Listen to her. On Puno being at Jesse Robredo’s house: “It’s pointless (to question him). As a former judge, I know he’ll only insist on his answer that since he was asked to secure documents, he’d go and secure documents whether they are in the office or in the residence.” On Puno’s involvement in jueteng: “We no longer discussed it because he’d insist on what he said and I would insist on what I said. It would have been pointless.”
On Puno in the Department of the Interior and Local Government: “How can a creature flourish without its creator and its protector? It’s difficult to exterminate (jueteng) until Malacañang makes it a national priority.” On Puno’s creator and protector: “That will die with me if they shoot me today. But maybe some other day, we’ll reveal.” On when that day would be: (During the height of Renato Corona’s trial, she said, Malacañang hired a “character assassin” to do a number on her.) “Now if that will happen again because of this, I will already identify the person (Puno’s creator and protector) because they would by then be directly challenging me.”

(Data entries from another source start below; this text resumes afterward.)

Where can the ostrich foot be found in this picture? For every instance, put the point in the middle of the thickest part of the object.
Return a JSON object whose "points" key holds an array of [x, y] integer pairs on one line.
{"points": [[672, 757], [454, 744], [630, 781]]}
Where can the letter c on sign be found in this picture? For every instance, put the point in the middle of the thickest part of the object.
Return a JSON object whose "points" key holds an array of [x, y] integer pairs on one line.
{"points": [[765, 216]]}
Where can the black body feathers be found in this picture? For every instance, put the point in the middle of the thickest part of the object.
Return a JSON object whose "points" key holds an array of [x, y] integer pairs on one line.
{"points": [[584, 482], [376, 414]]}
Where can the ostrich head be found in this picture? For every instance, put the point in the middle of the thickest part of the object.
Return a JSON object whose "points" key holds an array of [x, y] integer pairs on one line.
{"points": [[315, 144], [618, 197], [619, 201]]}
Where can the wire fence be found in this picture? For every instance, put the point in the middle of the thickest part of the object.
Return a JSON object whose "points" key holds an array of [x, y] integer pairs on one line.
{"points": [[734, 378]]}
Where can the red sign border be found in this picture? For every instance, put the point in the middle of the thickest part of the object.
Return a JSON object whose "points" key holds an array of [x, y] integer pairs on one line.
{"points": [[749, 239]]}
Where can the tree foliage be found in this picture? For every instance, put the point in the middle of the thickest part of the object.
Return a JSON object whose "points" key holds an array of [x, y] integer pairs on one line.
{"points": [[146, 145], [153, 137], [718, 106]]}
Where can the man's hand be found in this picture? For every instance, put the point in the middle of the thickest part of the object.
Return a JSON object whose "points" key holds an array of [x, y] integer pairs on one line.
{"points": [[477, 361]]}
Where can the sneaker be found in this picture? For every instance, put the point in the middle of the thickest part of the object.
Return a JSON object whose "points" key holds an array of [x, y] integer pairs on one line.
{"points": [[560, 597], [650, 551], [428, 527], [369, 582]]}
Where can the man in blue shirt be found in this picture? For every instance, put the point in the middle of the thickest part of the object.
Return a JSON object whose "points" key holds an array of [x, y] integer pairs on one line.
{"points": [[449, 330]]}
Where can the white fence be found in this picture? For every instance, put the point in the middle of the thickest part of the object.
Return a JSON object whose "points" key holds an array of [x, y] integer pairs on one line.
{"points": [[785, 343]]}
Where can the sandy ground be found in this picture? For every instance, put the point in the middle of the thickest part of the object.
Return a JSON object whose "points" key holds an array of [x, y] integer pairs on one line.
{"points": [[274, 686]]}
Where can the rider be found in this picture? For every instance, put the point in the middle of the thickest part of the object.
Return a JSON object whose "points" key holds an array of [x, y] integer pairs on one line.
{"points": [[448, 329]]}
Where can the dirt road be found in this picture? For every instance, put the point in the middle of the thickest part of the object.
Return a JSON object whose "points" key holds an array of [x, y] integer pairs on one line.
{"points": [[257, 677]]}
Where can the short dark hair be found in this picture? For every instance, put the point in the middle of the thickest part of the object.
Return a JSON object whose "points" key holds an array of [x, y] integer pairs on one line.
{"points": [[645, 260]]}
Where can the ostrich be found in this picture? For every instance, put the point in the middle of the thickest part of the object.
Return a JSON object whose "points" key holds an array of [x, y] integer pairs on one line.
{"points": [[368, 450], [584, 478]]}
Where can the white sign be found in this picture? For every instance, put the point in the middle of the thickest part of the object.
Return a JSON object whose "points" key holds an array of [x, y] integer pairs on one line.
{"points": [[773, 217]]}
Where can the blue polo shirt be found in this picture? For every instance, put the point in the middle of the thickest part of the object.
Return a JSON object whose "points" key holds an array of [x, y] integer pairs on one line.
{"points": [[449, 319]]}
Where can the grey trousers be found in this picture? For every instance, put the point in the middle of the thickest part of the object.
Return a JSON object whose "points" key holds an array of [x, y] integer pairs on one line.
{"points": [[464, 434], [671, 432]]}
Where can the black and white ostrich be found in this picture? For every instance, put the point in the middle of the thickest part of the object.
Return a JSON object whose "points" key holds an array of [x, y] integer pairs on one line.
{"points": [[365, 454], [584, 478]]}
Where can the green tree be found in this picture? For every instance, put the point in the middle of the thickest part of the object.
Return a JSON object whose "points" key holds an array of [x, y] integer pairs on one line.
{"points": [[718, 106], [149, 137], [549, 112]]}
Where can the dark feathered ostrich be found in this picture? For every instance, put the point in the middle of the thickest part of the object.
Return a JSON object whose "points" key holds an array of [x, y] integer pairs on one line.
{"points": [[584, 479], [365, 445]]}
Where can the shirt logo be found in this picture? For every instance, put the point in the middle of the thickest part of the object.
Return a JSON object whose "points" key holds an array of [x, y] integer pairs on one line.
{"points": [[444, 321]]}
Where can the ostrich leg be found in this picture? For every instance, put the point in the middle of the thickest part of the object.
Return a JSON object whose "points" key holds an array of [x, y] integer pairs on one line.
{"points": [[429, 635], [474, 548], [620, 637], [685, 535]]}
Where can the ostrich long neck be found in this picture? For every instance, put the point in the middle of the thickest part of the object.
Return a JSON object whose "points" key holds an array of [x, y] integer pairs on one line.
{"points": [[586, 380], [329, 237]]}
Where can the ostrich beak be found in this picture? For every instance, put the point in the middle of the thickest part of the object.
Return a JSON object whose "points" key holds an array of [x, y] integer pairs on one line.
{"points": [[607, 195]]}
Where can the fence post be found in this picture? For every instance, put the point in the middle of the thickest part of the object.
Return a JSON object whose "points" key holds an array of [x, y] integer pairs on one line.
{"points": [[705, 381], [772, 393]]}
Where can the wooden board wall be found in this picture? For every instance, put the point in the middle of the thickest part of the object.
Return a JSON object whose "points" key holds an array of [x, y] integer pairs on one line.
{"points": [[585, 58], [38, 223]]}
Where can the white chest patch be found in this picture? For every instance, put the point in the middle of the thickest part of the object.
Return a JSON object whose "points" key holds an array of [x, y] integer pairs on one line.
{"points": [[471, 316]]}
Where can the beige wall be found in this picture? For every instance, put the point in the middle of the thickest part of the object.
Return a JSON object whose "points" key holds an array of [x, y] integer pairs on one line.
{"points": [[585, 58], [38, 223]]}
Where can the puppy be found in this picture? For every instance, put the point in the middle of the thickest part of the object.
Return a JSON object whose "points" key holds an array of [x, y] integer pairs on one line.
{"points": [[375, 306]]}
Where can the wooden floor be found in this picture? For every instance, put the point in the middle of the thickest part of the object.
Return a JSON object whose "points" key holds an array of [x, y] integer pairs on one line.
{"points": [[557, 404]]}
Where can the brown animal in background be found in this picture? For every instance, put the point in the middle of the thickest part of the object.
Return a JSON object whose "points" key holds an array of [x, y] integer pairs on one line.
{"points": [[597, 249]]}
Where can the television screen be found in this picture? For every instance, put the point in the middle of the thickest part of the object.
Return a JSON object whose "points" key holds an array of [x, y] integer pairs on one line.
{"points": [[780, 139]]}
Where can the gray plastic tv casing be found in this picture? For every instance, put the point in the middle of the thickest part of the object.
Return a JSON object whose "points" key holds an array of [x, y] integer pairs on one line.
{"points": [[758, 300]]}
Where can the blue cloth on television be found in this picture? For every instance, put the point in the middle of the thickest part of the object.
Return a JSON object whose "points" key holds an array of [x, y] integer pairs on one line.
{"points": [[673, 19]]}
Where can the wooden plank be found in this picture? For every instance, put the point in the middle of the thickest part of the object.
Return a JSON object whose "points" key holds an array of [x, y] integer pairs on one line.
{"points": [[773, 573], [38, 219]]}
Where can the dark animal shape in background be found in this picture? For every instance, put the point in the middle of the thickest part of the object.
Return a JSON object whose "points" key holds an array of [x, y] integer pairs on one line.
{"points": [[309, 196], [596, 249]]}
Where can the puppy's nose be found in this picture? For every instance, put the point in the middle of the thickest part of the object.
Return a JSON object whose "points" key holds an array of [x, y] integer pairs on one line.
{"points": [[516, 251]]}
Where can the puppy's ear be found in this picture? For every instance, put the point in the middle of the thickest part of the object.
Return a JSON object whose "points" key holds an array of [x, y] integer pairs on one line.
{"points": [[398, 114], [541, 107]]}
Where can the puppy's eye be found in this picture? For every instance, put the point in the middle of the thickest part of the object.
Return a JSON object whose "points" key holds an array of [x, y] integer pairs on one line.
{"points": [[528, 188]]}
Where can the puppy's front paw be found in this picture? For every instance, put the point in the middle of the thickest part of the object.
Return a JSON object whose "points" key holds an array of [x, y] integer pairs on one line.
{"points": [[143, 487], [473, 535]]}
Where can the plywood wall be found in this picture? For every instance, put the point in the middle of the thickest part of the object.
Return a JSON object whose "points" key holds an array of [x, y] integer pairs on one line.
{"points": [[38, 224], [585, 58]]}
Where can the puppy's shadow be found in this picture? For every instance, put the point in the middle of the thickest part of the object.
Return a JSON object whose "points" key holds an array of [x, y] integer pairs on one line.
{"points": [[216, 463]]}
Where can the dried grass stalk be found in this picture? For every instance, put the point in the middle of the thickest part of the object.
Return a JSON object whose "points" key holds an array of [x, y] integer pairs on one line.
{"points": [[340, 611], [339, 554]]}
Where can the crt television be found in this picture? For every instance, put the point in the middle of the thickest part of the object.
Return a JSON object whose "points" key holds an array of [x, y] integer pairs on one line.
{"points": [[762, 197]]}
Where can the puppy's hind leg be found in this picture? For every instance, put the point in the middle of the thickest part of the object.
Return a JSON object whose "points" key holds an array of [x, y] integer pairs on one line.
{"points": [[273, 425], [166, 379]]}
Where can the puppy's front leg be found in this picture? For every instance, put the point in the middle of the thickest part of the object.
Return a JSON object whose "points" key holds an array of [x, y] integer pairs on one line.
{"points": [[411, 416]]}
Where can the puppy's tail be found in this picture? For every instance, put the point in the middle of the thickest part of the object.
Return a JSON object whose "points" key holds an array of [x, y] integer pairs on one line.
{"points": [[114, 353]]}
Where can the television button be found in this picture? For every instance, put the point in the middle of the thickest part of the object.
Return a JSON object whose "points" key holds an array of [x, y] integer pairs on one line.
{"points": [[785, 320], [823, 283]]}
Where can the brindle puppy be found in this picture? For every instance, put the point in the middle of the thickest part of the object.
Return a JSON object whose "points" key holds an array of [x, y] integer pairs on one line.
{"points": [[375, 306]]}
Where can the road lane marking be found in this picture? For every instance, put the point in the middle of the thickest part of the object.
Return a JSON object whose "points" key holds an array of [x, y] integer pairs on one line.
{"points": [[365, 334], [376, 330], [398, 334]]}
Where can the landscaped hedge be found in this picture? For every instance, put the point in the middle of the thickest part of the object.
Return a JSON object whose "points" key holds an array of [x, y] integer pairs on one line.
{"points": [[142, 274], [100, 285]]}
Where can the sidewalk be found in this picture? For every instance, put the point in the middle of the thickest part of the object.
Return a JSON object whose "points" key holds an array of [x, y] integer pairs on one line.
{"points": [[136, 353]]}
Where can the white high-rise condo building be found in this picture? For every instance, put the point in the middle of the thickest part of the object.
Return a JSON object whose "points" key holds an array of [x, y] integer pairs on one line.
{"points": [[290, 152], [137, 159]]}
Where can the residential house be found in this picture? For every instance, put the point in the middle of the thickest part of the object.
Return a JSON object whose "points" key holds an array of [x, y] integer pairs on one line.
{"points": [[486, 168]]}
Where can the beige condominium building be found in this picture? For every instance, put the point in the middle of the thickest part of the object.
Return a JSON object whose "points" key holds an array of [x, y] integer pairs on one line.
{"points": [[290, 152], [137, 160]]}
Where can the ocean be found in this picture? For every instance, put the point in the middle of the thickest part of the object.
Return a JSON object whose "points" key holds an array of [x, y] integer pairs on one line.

On Puno’s demeanor: “If he made me angry, I could have gone ballistic.” On Puno’s argument: “I don’t get the logic of what he was trying to say.”
Now, let’s see: What part of Puno’s testimony is particularly hard to grasp?
Puno’s answer to the “raid” on Robredo’s house: “(My visit to Robredo’s house) was witnessed by representatives of the late secretary, elements of the Quezon City police, representatives of the office of internal security of the secretary, regular guards of the building and my staff.” In fact, that visit was proposed by Robredo’s security aide himself, Oliver Tanseco, after remembering that his boss kept other sensitive documents in his residence. The party did not enter the empty unit. They just took pictures of it from the outside.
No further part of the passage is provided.